Jackson: Jackie Robinson first made his mark in minor leagues

From SABR member Josh Jackson at MiLB.com on January 31, 2019:

Thursday marks 100 years since the birth of perhaps baseball’s greatest hero. Jackie Robinson’s lifetime of accomplishment was so remarkable that to consider a single aspect of it undermines the whole. To focus on him as a socio-political figure is to risk forgetting he was one of the most electric ballplayers who ever lived, one whose play changed baseball. To focus on him as an athlete is to fail to acknowledge that he stands as one of the most important Americans of the 20th century.

In integrating America’s pastime at the big league level with the Brooklyn Dodgers in 1947, Robinson contributed to the Civil Rights Movement before many in the United States knew such a thing existed.

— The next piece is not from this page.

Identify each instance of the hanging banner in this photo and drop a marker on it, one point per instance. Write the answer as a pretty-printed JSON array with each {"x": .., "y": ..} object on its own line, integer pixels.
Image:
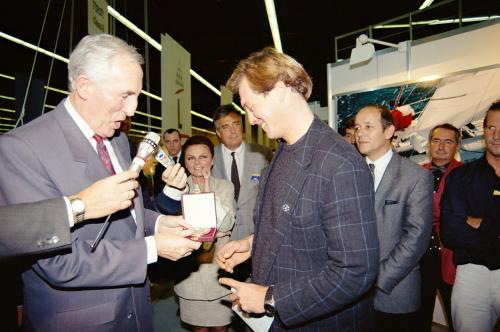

It was a cause he further advanced through his comportment on the field in the face of bitter, brutal racism, through a corporate career after he’d finished playing and an active political life for most of his lifetime.

As a student at Pasadena Junior College, he was arrested for standing up to a police officer he thought was harassing a friend. At UCLA, he was one of four black players on the football team and the school’s first student-athlete to letter in four sports. As a young soldier, he decried institutional racism in the Army and was court-martialed. And obviously as a big leaguer, he helped the game of baseball be reborn with modernization both inside and outside the lines.